I’m making a lot of assumptions here, but I’ve seen this before in a lot of projects where people get worked into a froth optimizing something that will provide no real value to users.
It's not common sense, contesting your priors and verifying your assumptions is one of the hardest and most important parts of doing data-driven science.
It's also not surprising that when you take a set of random people without science training, they'll just cargo-cult the most visible parts and forget about the hidden, essential ones. It should also not surprise anybody what part they forget about, since the calgo-cult speech is literally about this exact problem, but with trained scientists (did I say it was hard?) instead of random people.
Good science > intuition/experience/best practices etc > bad science.

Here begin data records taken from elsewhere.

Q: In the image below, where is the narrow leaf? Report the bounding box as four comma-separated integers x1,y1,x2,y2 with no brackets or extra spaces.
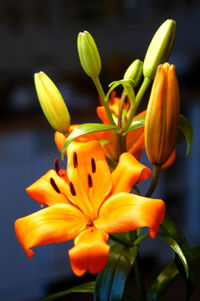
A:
124,116,145,134
43,281,95,300
161,216,196,299
95,245,138,301
61,123,119,158
147,261,178,301
179,114,193,157
156,233,189,278
106,79,135,106
147,247,200,301
109,79,135,88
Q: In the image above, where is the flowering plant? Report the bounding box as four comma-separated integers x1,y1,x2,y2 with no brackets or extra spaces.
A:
15,19,199,300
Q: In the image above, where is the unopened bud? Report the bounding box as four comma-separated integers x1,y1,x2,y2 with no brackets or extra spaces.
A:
124,59,143,87
77,31,101,79
145,63,180,166
143,19,176,80
34,72,70,135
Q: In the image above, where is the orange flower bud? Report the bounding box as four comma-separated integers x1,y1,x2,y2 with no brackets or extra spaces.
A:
145,63,180,166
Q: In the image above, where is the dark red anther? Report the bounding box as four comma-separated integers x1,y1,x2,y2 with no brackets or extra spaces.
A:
88,174,93,188
50,177,61,193
73,152,78,168
54,158,60,174
91,158,96,173
70,182,76,196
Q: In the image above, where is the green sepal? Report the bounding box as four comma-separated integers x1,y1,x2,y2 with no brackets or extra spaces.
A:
94,245,138,301
43,281,95,300
147,247,200,301
124,115,145,134
106,79,135,107
61,123,119,159
161,215,196,299
179,114,193,157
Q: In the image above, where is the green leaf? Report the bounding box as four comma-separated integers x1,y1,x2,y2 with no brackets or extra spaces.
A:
147,246,200,301
94,245,138,301
108,79,135,89
147,260,178,301
61,123,119,159
43,281,95,300
179,114,193,157
156,233,189,278
161,215,196,299
106,79,135,107
124,116,145,134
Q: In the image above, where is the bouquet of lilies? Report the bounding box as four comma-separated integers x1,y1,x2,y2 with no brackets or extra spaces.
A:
15,19,199,300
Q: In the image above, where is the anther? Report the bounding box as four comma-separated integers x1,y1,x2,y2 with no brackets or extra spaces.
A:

I suspect we agree that a lot of product development is based on bad science. Yes doing good science would be best, but let's at least stop doing bad science.
Oh, the problem is that it's not as simple as intuition/experience/etc being better than bad science. Often enough your intuition is just wrong, and bad science is just right.
A better way is dealing with confidence values with your intuition, and changing the required quality of science based on the confidence of the priors you are trying to verify. But then, this is hard too.
The real problem here is that, as you complained, those people aren't just competent enough on the work they are doing. I guess my point is only that this shouldn't be surprising, as it's a hard job.
I can’t find the article but I read a piece years ago about Google algorithmically trying to optimize sign-up links / a button, and the algorithm being in a feedback loop with the A/B testing. It talked about finding the perfect, to-the-pixel placement for a button.
That was when I knew design was dead in practice at Google. There are so many other under-optimized parts of the experience that I have no idea how “if I could only find the perfect position on the screen for a button” became the question someone was willing to throw that level of engineering at. It’s missing the forest for the trees x 10^100.
The problem with this sort of decision making is it ignores context and is liable to optimise one metric under study at the expense of other more important things (like user trust and retention). It also tends to bias towards easily measured small changes measured in isolation so it encourages blind decisions made without context or coordination.
For example a certain colour might mislead users into clicking more by making a link look like the purple default visited link colour. It makes clicks go up but may not increase user satisfaction.
The actual motivation or causation doesn't matter. All that matters is that some team or product lead can justify a decision or a promotion, or even just an ideology, using the data in some way.